Coronary intravascular lithotripsy in contemporary practice: challenges and opportunities in coronary intervention

Abstract

Percutaneous coronary intervention (PCI) of calcified coronary arteries is associated with poor outcomes. Poorly modified calcified lesion hinders the stent delivery, disrupts drug-carrying polymer, impairs drug elution kinetics and results in under-expanded stent (UES). UES is the most common cause of acute stent thrombosis and in-stent restenosis after PCI of calcified lesions. Angiography has poor sensitivity for recognition and quantification of coronary calcium, thereby mandating the use of intravascular imaging. Intravascular imaging, like intravascular ultrasound and optical coherence tomography, has the potential to accurately identify and quantify the coronary calcium and to guide appropriate modification device before stent placement. Available options for the modification of calcified plaque include modified balloons (cutting balloon, scoring balloon and high-pressure balloon), atherectomy devices (rotational atherectomy and orbital atherectomy) and laser atherectomy. Coronary intravascular lithotripsy (IVL) is the newest addition to the tool box for calcified plaque modification. It produces the acoustic shockwaves, which interact with the coronary calcium to cause multiplanar fractures. These calcium fractures increase the vessel compliance and result in desirable minimum stent areas. Coronary IVL has established its safety and efficacy for calcified lesion in series of Disrupt CAD trials. Its advantages over atherectomy devices include ease of use on workhorse wire, ability to modify deep calcium, no debris embolization causing slow flow or no-flow and minimal thermal injury. It is showing promising results in modification of difficult calcified lesion subsets such as calcified nodule, calcified left main bifurcation lesions and chronic total occlusion. In this review, authors will summarize the mechanism of action for IVL, its role in contemporary practice, evidence available for its use, its advantages over atherectomy devices and its imaging insight in different calcified lesion scenarios.

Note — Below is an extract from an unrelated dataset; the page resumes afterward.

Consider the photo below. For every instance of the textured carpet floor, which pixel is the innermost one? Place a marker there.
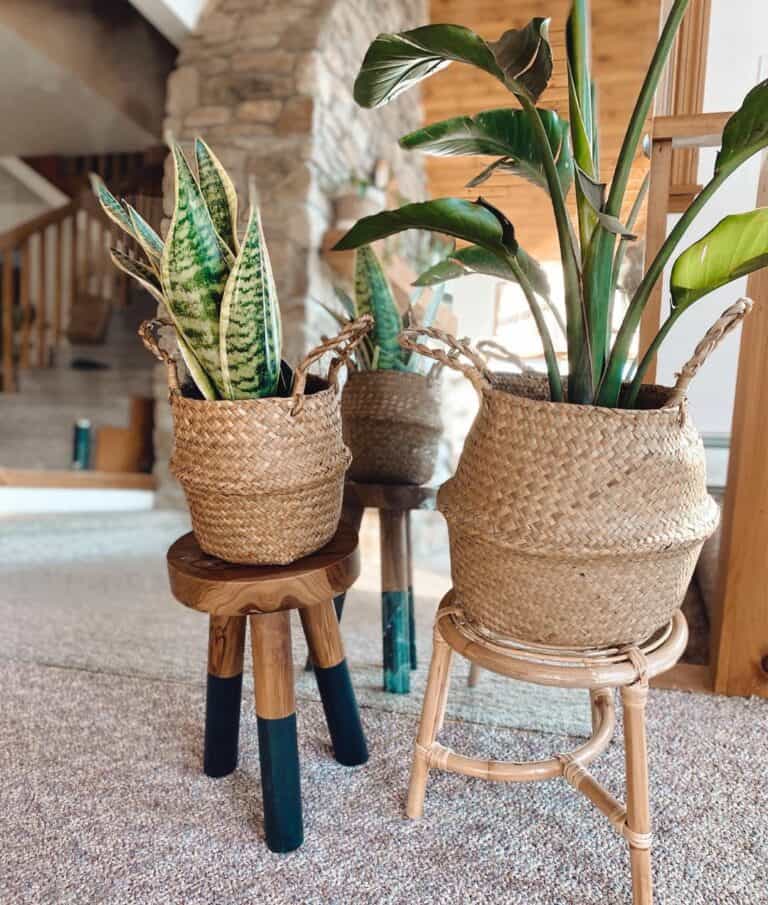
(102, 799)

Keywords: calcified coronary artery disease; calcified left main; calcified nodule; coronary IVL; intravascular lithotripsy; shockwave for coronary calcium.

Figure 1.

Proposed algorithm for approach to severely calcified coronary artery lesion.

Figure 2.

Imaging insight of IVL effect on circumferential coronary calcium. (a–e) Pre-IVL OCT and IVUS images showing 360° arc of calcium (asterixis) with their respective lumen areas. (f–j) Post-IVL increase in lumen areas and fractures in calcium arc (marked by arrows). (k–o) Post-PCI final MSAs and widening of calcium fractures (asterixis). IVL, intravascular lithotripsy; IVUS, intravascular ultrasound; MSA, minimal stent area; OCT, optical coherence tomography.

Figure 3.

IVL for coronary CN. (a–c) OCT pullback from LAD artery showing CN (asterixis) with their lumen areas. (c–e) Post-IVL OCT images at same anatomical level as that of pre-IVL showing increase in lumen areas and calcium fracture at apex (d) and at base (e, f) of the CN. (g–i) Post-PCI OCT cross sections with their respective MSAs. CN, calcified nodule; IVL, intravascular lithotripsy; MSA, minimum stent area; OCT, optical coherence tomography; LAD, left anterior descending; PCI, percutaneous coronary intervention.

Figure 4.

Use of intravascular lithotripsy in calcified LMBD. (a) Coronary angiography showing critical distal LMBD. (b, c) OCT pullback from LM to LAD revealed deep eccentric calcium in L and B modes. Both LAD and LCx were wired and IVL balloon sized 3.5 × 12 mm² was used to modify the deep calcium. (d) Post-IVL coronary angiography showed decrease in distal LM stenosis without slow flow, perforation, flow limiting dissection and LCx compromise. (e, f) Post-IVL OCT showed increase in distal LM luminal area (arrow) on L and B modes. A deep linear fracture was also seen in distal LM. (g) Post-PCI angiography showed significant reduction in distal LM residual stenosis without LCx compromise. (h, i) Post-PCI OCT showed increase in distal LM lumen area from 1.61 to 10.48 mm². IVL, intravascular lithotripsy; LMBD, left main bifurcation disease; LAD, left anterior descending; LCx, left circumflex; OCT, optical coherence tomography; B mode, brightness mode; PCI, percutaneous coronary intervention.